South Korean President Moon Jae-in urged
neighbouring North Korea to engage in dialogue and show "its
commitment to completely dismantling its nuclear weapons" in a speech
Friday at the Swedish parliament.
"Dialogues with the outside world, whether they may be bilateral or
multilateral, must go on until North Korea earns the trust of the
international community," Moon said.
Moon said that sanctions against North Korea would be lifted in return for "sincere efforts." He pledged that peaceful dialogue would also mean that "no one would threaten the political system or safety of North Korea." Taking questions after his speech, Moon told a Swedish lawmaker that the two Korean states would also work to reduce conventional weapons once the denuclearization of the Korean peninsula was achieved.

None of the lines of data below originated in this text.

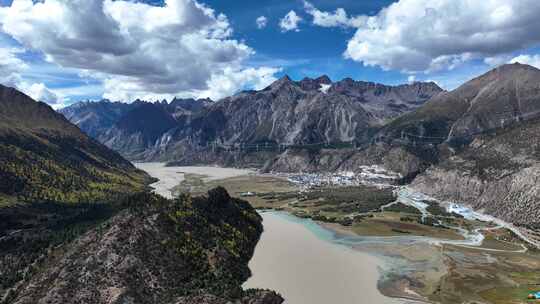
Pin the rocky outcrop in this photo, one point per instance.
(191, 250)
(498, 173)
(287, 112)
(513, 198)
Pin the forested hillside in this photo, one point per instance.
(43, 157)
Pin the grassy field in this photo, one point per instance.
(398, 224)
(268, 191)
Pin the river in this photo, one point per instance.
(295, 257)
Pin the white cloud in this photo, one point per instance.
(338, 18)
(38, 91)
(136, 49)
(533, 60)
(12, 67)
(425, 35)
(262, 21)
(290, 22)
(496, 60)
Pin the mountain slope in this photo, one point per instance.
(484, 143)
(95, 118)
(45, 157)
(190, 250)
(496, 99)
(311, 111)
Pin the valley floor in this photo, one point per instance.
(405, 245)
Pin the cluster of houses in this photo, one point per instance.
(371, 175)
(534, 296)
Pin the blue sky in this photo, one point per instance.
(76, 65)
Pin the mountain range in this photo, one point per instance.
(477, 144)
(78, 223)
(45, 157)
(285, 113)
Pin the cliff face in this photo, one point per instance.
(45, 157)
(285, 113)
(498, 173)
(191, 250)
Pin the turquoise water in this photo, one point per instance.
(342, 239)
(319, 231)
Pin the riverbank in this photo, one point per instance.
(298, 259)
(414, 258)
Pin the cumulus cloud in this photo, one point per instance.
(12, 67)
(533, 60)
(262, 21)
(290, 22)
(424, 35)
(135, 48)
(40, 92)
(338, 18)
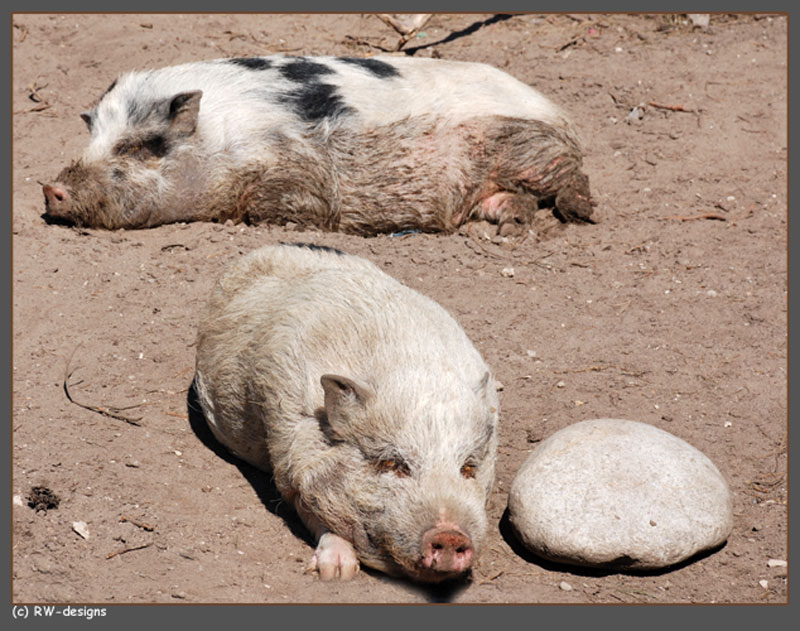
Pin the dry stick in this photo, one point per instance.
(111, 555)
(139, 524)
(701, 216)
(93, 408)
(672, 108)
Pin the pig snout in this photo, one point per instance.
(447, 550)
(57, 202)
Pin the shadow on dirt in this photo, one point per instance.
(261, 481)
(510, 537)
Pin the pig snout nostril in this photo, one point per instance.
(54, 193)
(447, 551)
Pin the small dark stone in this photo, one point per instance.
(42, 498)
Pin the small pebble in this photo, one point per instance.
(81, 528)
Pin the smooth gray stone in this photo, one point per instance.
(619, 494)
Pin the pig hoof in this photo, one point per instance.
(334, 558)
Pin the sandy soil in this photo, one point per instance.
(672, 310)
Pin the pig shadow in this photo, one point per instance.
(261, 481)
(264, 486)
(617, 566)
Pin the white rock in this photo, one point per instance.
(619, 494)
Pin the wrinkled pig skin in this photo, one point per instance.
(374, 413)
(364, 146)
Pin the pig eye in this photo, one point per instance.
(152, 146)
(393, 465)
(469, 470)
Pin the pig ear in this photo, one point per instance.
(183, 111)
(87, 118)
(343, 396)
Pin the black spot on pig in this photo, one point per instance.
(304, 71)
(109, 88)
(378, 68)
(316, 101)
(253, 63)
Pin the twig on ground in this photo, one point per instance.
(672, 108)
(716, 216)
(110, 411)
(111, 555)
(138, 524)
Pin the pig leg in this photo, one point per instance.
(512, 212)
(334, 558)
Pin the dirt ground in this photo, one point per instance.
(672, 310)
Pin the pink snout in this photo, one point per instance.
(56, 198)
(446, 549)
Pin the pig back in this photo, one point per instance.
(282, 316)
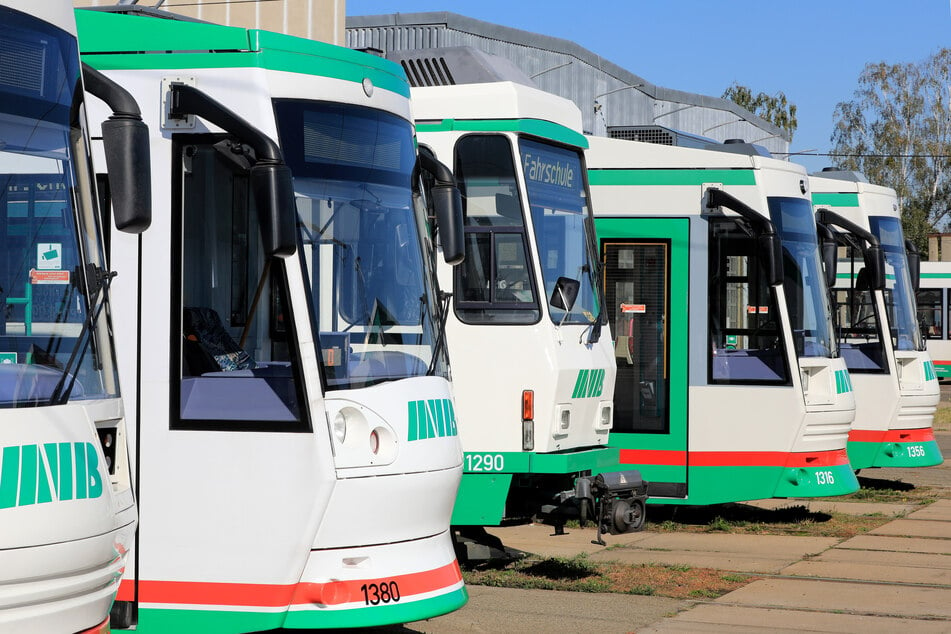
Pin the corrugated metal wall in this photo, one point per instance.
(607, 94)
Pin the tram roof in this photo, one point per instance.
(137, 40)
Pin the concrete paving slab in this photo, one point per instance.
(734, 562)
(914, 528)
(886, 558)
(769, 545)
(832, 506)
(721, 618)
(939, 510)
(898, 544)
(532, 611)
(870, 572)
(840, 596)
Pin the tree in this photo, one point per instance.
(897, 131)
(773, 108)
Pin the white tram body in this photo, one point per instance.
(297, 454)
(896, 388)
(533, 373)
(738, 393)
(67, 513)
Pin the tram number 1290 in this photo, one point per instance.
(484, 462)
(383, 592)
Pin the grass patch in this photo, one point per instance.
(580, 574)
(747, 519)
(889, 491)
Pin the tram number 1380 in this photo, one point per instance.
(383, 592)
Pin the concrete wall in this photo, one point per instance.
(322, 20)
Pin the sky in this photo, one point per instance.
(812, 50)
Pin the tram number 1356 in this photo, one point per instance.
(383, 592)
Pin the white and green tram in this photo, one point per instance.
(294, 436)
(896, 388)
(533, 368)
(67, 511)
(728, 384)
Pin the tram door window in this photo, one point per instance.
(239, 368)
(929, 313)
(857, 322)
(746, 341)
(637, 293)
(495, 283)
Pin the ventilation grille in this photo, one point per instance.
(22, 66)
(427, 71)
(656, 135)
(659, 135)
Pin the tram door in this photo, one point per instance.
(645, 288)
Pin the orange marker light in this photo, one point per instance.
(528, 405)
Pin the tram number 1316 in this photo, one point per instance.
(383, 592)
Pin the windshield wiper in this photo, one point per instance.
(444, 298)
(92, 284)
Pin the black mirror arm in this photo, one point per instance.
(719, 198)
(119, 100)
(188, 100)
(829, 217)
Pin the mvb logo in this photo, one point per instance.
(52, 472)
(434, 418)
(843, 382)
(588, 384)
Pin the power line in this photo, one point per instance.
(846, 155)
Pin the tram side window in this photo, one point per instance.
(495, 283)
(929, 313)
(746, 339)
(238, 370)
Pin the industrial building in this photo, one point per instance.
(612, 99)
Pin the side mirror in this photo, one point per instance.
(126, 145)
(875, 267)
(914, 264)
(827, 251)
(771, 251)
(565, 293)
(273, 189)
(447, 202)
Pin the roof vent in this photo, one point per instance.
(657, 134)
(449, 66)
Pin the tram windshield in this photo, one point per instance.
(54, 336)
(554, 178)
(804, 283)
(899, 296)
(372, 294)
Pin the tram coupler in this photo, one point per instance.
(618, 499)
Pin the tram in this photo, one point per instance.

Informal contacts continue "beneath the surface" between North Korea and South Korea, as well as between the US and North Korea, he said. Moon earlier this week said he hoped to meet North Korean leader Kim Jong Un before welcoming US President Donald Trump to Seoul at the end of June.
Sweden is celebrating 60 years of diplomatic ties with South Korea this year. It has also had an embassy in North Korea since the early 1970s and represents US diplomatic interests in Pyongyang.
The Scandinavian nation has also contributed observers to the demilitarized zone that separates the two Koreas. Swedish King Carl XVI Gustaf, Prime Minister Stefan Lofven and Foreign Minister Margot Wallstrom attended the speech.
Moon earlier rode with the king to the Royal Palace in Stockholm in an open horse-drawn carriage for a formal welcoming ceremony. Sweden is the final stop on Moon's week-long tour of the Nordic region that included visits in Finland and Norway.